Sejak ketiadaan ibu, Aril pun semakin jarang ke langgar, bahkan untuk salat pun dia sudah malas. Bapaknya juga tidak pernah memaksa Aril untuk ibadah. Beliau hanya sekedar memberi saran saja, tanpa memaksa.
Mungkin hal tersebut yang membuat Aril jadi malas untuk menunaikan ibadah. Bahkan dia terpengaruh oleh hobinya, yang membuat dia berada dalam situasi seperti saat ini.
Entah kenapa, hobi berburu begitu melekat di hatinya, dan entah dari nenek moyang yang mana, hobi itu dia warisi.

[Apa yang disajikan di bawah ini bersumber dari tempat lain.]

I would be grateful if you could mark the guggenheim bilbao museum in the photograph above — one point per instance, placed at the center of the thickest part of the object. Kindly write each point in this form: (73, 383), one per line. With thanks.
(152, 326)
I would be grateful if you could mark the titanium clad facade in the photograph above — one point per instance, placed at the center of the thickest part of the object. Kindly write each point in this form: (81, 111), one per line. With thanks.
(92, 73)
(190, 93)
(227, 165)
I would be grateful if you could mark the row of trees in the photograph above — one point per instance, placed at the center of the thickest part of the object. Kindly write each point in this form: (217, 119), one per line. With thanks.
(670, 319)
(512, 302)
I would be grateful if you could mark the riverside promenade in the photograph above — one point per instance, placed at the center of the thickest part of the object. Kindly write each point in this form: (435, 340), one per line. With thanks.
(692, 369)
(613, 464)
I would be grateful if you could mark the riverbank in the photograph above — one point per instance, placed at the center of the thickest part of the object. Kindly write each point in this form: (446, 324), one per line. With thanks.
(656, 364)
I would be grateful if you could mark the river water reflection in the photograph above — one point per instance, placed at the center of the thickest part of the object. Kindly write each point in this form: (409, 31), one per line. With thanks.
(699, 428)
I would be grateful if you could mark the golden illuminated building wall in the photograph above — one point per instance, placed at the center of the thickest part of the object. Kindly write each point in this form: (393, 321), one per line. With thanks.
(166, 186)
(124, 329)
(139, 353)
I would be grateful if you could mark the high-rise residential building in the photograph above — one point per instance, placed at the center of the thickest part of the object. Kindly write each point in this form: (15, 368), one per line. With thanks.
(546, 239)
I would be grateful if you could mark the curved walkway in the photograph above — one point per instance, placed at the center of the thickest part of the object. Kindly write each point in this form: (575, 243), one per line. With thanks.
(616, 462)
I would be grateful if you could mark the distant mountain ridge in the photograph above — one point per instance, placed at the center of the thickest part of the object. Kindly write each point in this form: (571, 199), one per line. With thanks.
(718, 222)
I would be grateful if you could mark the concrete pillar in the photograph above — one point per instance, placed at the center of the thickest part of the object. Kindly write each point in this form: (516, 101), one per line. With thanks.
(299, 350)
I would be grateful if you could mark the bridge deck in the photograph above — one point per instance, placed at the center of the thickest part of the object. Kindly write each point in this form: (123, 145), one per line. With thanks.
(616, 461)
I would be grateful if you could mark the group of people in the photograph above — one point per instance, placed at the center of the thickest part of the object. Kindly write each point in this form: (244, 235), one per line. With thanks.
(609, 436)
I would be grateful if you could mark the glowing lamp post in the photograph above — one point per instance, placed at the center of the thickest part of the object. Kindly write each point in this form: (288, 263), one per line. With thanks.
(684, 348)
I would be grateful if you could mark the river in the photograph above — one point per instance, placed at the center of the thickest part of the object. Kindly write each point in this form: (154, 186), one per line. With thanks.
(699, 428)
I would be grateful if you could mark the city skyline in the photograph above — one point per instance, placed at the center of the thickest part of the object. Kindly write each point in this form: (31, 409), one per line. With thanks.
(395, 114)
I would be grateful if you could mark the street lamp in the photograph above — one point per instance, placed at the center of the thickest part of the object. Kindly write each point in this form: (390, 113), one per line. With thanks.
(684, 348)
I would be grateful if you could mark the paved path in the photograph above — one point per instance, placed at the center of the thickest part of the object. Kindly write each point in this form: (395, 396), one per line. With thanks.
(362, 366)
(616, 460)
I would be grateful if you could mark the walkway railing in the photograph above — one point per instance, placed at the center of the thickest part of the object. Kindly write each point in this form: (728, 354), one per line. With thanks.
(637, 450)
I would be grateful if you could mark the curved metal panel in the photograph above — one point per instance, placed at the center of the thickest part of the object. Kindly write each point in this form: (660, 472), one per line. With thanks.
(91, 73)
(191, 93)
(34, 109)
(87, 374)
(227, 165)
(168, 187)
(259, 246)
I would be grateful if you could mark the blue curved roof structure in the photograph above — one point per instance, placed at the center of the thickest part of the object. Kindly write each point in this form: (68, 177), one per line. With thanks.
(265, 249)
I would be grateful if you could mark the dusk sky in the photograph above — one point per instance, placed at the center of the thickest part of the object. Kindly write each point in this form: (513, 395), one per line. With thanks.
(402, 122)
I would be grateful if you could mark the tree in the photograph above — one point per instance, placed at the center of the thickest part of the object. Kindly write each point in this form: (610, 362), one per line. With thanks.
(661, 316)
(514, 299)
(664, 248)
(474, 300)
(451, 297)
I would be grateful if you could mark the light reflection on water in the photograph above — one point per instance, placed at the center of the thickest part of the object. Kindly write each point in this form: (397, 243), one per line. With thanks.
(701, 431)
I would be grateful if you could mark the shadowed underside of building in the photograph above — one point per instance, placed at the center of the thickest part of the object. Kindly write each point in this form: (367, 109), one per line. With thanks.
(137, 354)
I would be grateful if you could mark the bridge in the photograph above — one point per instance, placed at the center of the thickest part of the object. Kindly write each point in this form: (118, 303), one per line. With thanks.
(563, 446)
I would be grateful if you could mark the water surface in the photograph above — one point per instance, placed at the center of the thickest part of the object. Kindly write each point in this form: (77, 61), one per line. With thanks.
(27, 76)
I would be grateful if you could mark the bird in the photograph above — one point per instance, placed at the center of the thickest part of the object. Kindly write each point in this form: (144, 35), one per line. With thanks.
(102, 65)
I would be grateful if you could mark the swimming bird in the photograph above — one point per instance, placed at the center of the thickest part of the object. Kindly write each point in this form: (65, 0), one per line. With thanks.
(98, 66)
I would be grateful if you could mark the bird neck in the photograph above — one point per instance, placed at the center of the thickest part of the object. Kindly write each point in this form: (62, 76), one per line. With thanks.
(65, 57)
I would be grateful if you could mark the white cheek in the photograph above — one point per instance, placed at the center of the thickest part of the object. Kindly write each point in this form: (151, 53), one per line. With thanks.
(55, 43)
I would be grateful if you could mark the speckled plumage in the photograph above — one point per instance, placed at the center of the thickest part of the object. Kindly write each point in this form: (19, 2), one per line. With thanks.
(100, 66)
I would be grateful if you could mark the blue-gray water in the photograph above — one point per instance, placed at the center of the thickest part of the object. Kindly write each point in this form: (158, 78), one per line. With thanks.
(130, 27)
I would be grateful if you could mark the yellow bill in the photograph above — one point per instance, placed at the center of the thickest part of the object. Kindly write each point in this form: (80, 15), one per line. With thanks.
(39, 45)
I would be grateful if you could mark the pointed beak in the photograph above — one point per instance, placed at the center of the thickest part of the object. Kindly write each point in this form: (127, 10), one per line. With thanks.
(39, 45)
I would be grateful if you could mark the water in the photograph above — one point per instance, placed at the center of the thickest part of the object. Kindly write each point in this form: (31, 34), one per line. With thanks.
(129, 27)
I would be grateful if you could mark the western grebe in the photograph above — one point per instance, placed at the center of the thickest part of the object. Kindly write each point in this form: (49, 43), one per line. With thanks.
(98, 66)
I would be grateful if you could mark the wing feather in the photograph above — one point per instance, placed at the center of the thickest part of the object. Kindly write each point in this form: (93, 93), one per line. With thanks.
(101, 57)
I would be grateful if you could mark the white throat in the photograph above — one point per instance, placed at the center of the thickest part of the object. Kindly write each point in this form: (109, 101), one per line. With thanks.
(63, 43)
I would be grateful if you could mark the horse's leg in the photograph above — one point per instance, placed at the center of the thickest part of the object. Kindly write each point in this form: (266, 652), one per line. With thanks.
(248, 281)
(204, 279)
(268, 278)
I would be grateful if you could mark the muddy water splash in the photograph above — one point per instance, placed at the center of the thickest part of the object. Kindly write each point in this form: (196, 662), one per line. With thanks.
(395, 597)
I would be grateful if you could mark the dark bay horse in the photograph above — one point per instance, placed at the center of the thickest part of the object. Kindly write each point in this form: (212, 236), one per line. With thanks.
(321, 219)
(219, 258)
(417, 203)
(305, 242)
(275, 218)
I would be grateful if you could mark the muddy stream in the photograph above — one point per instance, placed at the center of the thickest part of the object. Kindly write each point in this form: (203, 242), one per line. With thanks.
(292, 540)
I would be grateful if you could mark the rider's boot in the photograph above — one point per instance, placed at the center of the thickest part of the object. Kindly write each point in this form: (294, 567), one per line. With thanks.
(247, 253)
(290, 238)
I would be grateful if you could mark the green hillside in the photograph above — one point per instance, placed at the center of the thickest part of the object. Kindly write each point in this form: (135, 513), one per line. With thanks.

Padahal, Aril paham lewat lagu. Bahwa nenek moyangnya adalah seorang pelaut. Bukan seorang pemburu atau perancah hutan.
Dari bapak tidak mungkin, karena bapaknya hobi berdagang. Dari ibu, lebih tidak mungkin lagi. Soalnya tidak ada perempuan yang ikut berburu.
Soal berburu, bapaknya malah sangat melarang, tapi Aril tidak mengindahkan larangan tersebut. Larangan itu justru membuat hubungan Aril dengan bapaknya jadi merenggang, apalagi sejak bapaknya kawin lagi.
Aril benar-benar seperti bebas, tanpa perhatian orang tua sama sekali.
Untunglah, dia ikut kelompok Tarjo, yang anggotanya pada rajin ibadah. Akibatnya Aril pun ikut-ikutan rajin. Tapi, rajin salat hanya di saat ada acara berburu saja. Itu pun karena dia merasa tidak enak hati dengan Tarjo. Tidak enak, jika tidak ikut berjama'ah.
Artinya, salat Aril hanya karena Tarjo, bukan karena Allah. Namun, itu lebih baik, dari pada tidak salat sama sekali. Siapa tahu lama-lama salat jadi kebiasaan, dan akhirnya, ilmu ikhlas karena Allah merasuki hati.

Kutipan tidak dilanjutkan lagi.